Wehrbeauftrager zum Zustand der Bundeswehr

"Zu viele hohle Strukturen beim Personal und beim Material"

Soldaten des Logistikbataillons 171 sind zum Appell angetreten.
Soldaten des Logistikbataillons 171 sind zum Appell angetreten. © dpa / picture alliance / Jens Wolf
Hans-Peter Bartels im Gespräch mit Korbinian Frenzel |
Fünf Jahre nach der Aussetzung der Wehrpflicht hält der Wehrbeauftragte des Deutschen Bundestages, Hans-Peter Bartels (SPD), trotz der Aggressionspolitik Russlands keine sehr viel größere Bundeswehr für notwendig. Wichtiger sei, dass die jetzige Bundeswehr funktioniere.
Es müsse dafür gearbeitet werden, dass die Bundeswehr besser funktioniere, so der Wehrbeauftragte des Deutschen Bundestages, Hans-Peter Bartels (SPD). Sie habe zu viele hohle Strukturen beim Personal und beim Material.
"Richtig ist, dass die Situation sich geändert hat", sagte Bartels. Es gebe nicht mehr nur den einen wichtigen Auftrag der Auslandseinsätze im Rahmen von Nato, EU oder UN in Afrika oder Asien, sondern es gehe in Europa wieder um kollektive Verteidigung.

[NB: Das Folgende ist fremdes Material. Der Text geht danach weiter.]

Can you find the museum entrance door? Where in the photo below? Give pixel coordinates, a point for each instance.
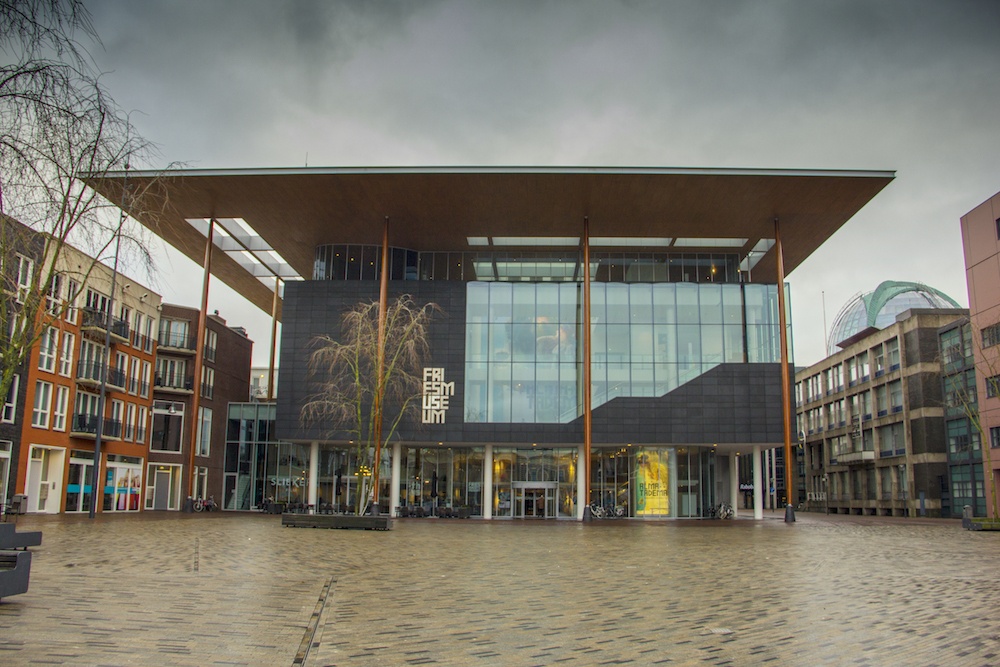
(534, 500)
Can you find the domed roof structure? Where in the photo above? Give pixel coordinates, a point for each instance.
(879, 308)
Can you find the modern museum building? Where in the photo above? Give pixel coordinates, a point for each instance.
(603, 337)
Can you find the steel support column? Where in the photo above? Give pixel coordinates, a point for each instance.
(199, 357)
(587, 424)
(383, 294)
(786, 385)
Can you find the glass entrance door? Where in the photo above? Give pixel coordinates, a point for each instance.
(534, 502)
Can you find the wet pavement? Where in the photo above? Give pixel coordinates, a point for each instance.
(238, 589)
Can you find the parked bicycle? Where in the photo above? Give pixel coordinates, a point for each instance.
(722, 511)
(205, 505)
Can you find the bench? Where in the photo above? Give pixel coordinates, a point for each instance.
(11, 539)
(15, 567)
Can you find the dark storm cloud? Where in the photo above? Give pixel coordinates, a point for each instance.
(893, 84)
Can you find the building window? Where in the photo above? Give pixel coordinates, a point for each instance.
(25, 272)
(130, 422)
(59, 409)
(117, 417)
(168, 426)
(144, 386)
(211, 343)
(991, 335)
(200, 482)
(204, 431)
(10, 405)
(207, 381)
(896, 395)
(133, 376)
(72, 291)
(47, 346)
(66, 354)
(140, 431)
(43, 404)
(53, 300)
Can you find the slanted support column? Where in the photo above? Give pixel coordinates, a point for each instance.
(199, 357)
(271, 391)
(587, 422)
(397, 460)
(488, 482)
(734, 482)
(758, 491)
(383, 294)
(313, 474)
(786, 383)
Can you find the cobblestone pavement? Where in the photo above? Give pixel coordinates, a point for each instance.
(227, 589)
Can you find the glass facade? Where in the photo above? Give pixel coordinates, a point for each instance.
(523, 347)
(364, 262)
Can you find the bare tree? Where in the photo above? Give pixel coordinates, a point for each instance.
(59, 128)
(964, 396)
(346, 385)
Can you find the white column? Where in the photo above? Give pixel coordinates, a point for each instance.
(488, 482)
(773, 484)
(397, 457)
(734, 482)
(758, 485)
(313, 473)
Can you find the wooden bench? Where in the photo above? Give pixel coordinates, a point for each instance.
(15, 568)
(11, 539)
(366, 522)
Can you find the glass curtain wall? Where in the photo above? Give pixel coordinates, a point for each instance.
(524, 361)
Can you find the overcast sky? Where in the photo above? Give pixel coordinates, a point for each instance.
(901, 85)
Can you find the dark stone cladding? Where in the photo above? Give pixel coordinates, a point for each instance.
(731, 403)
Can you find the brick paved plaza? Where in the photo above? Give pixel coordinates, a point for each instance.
(230, 589)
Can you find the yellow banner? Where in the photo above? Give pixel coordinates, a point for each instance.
(652, 483)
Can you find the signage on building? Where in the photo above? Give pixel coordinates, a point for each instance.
(436, 393)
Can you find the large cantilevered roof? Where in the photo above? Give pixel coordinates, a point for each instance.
(280, 215)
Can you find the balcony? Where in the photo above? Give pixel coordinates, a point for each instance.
(178, 343)
(173, 384)
(97, 322)
(854, 458)
(85, 426)
(91, 373)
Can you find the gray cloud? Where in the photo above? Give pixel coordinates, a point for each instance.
(897, 84)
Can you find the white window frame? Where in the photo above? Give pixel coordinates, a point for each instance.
(10, 404)
(43, 404)
(211, 344)
(133, 376)
(141, 423)
(128, 432)
(72, 292)
(207, 382)
(60, 407)
(66, 354)
(145, 386)
(48, 347)
(25, 274)
(204, 445)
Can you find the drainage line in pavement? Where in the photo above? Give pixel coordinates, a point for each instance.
(310, 635)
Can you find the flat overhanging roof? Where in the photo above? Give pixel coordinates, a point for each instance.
(291, 211)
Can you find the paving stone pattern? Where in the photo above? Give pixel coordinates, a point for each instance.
(238, 589)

Solidarität zeigen mit östlichen Bündnispartnern

Diese Veränderung rühre nicht daher, dass Deutschland bedroht sei, sondern weil sich östliche Bündnispartner bedroht fühlten durch den großen Nachbarn Russland. "Da muss jetzt Deutschland Solidarität leisten", sagte Bartels. Aber es handele sich nicht wieder um den Kalten Krieg.
"Das ist nicht der Warschauer Pakt, der da auf der einen Seite steht, nicht die Sowjetunion – es ist ein erstaunlich aggressiv gewordenes Russland in den letzten zwei Jahren."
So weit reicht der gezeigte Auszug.